Publié le 26/11/2025 11:44

Mis à jour le 26/11/2025 13:05

Temps de lecture : 5min

La devanture du magasin Ticaret (Paris 10e) vers 1990. Extrait du docu-fiction "Ticaret" de J.O.E. l'Extraterrestre produit par Canal+ (2025). (CAPA PRESSE / BOOM FILMS / CANAL+)

La devanture du magasin Ticaret (Paris 10e) vers 1990. Extrait du docu-fiction « Ticaret » de J.O.E. l’Extraterrestre produit par Canal+ (2025). (CAPA PRESSE / BOOM FILMS / CANAL+)

Pour les premiers Français foudroyés par le hip-hop, Ticaret fut un rendez-vous incontournable. Durant une dizaine d’années, cette petite boutique ouverte en 1986 au 52 rue du Château Landon (Paris 10e) fut à l’épicentre du mouvement. Un docu-fiction en deux parties d’une heure chacune, proposé par Canal+ et réalisé par J.O.E. l’Extraterrestre, retrace l’histoire de ce lieu mythique.

Situé à deux pas du fameux terrain vague de La Chapelle où le pionnier DJ Dee Nasty organisait les premières « block parties » parisiennes en musique comme dans le Bronx, Ticaret fut monté par un tandem improbable. D’un côté, Françoise Hautot, ancienne mannequin cabine et créatrice de mode option friperie chic, dotée d’un solide sens des affaires, et de l’autre, Dan Fourneuf, un électricien passionné de rollers tombé tête la première dans le hip-hop.

Au départ, le magasin vend essentiellement de la fripe. Mais les amateurs de hip-hop qui commencent à s’y retrouver réclament à Françoise qui se rend régulièrement à New York pour chiner, de rapporter les attributs qu’arborent les stars du rap sur leurs pochettes et dans leurs clips.

Le bonnet Kangol comme LL Cool J, les « nameplates » en boucles de ceinture et en colliers comme les Beastie Boys ou Run DMC, le blouson bomber de Public Enemy, les bagues trois doigts, les fausses dents en or et les baskets siglées : Ticaret propose peu à peu tous les signes distinctifs du code vestimentaire et identitaire du B-Boy.

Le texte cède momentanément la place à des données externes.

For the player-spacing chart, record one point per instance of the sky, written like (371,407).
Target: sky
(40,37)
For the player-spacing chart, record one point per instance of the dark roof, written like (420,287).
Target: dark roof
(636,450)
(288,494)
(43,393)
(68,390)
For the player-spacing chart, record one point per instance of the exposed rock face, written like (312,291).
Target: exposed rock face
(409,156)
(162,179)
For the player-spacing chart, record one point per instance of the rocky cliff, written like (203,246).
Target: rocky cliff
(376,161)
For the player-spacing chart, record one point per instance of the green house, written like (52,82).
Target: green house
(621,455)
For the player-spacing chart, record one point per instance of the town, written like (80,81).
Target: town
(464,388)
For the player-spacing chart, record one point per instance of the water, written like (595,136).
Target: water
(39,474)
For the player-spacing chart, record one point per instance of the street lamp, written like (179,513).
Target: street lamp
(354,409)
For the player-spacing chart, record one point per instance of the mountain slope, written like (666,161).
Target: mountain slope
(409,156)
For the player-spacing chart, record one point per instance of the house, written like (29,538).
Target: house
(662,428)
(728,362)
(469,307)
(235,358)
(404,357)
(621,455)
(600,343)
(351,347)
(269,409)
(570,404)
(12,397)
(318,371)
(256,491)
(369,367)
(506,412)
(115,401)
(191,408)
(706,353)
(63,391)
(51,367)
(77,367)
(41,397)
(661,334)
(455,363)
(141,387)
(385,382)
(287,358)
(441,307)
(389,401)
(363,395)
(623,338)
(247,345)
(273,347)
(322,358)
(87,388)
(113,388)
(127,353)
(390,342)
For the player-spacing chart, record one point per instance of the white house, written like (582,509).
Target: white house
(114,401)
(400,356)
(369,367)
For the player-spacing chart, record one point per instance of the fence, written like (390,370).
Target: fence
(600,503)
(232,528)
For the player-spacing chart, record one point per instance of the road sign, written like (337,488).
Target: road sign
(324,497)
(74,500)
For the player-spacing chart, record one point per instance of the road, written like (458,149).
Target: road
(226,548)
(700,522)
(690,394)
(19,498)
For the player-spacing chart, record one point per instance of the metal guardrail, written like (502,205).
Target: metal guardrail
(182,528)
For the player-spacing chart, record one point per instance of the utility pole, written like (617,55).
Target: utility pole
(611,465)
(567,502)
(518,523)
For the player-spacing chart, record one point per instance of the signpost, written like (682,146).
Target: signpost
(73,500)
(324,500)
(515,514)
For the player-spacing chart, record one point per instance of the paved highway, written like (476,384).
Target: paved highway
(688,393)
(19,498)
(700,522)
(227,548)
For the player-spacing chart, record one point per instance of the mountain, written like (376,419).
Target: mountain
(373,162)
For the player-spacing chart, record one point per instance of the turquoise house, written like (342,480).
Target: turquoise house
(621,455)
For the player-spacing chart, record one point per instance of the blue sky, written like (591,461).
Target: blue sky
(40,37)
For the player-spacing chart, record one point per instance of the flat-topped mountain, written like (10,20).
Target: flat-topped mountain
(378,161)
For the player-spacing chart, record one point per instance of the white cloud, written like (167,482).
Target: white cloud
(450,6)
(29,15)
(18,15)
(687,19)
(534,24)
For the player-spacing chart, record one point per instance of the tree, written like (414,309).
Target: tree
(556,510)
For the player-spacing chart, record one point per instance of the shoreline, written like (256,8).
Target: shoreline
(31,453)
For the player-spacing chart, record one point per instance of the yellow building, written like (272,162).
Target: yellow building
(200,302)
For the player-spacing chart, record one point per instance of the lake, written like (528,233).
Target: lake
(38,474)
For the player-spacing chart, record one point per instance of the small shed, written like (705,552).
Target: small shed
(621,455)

Les B-Girls, elles, attendront. Dan en témoigne dans le film : rien n’était prévu les premiers temps pour les filles du mouvement, alors que prospéraient les rappeuses comme Queen Latifah et Salt & Peppa, mais il y remédia.

Ce point de ralliement est d’abord fréquenté par les graffeurs du BBC Crew, qui travaillent leurs lettrages sur cahier durant des heures au comptoir de Ticaret, et en peignent l’enseigne. Puis le corner dédié à la fripe de la boutique rétrécit au profit du hip-hop. « Ce sont les gens de la rue, la communauté hip-hop, qui ont créé Ticaret », par leur présence et leurs demandes, estime Dan.

Bientôt, on vient, parfois d’aussi loin que Bruxelles ou même d’Allemagne, y commander du travail aux graffeurs, y sérigraphier des T-shirts, y écouter les derniers vinyles introuvables en Europe, se jeter sur les dernières mixtapes de Cut Killer et Dj Abdel, y récupérer une boucle de ceinture avec son « blaze », y acheter le fanzine hip-hop Get Busy, et surtout s’informer, rencontrer et échanger avec ses semblables.

Reconstitution de l'intérieur de la boutique parisienne Ticaret, avec les fondateurs Dan et Françoise, dans le docu-fiction "Ticaret" de J.O.E. l'Extraterrestre produit par Canal+ (2025). (CAPA PRESSE / BOOM FILMS / CANAL+)

Reconstitution de l’intérieur de la boutique parisienne Ticaret, avec les fondateurs Dan et Françoise, dans le docu-fiction « Ticaret » de J.O.E. l’Extraterrestre produit par Canal+ (2025). (CAPA PRESSE / BOOM FILMS / CANAL+)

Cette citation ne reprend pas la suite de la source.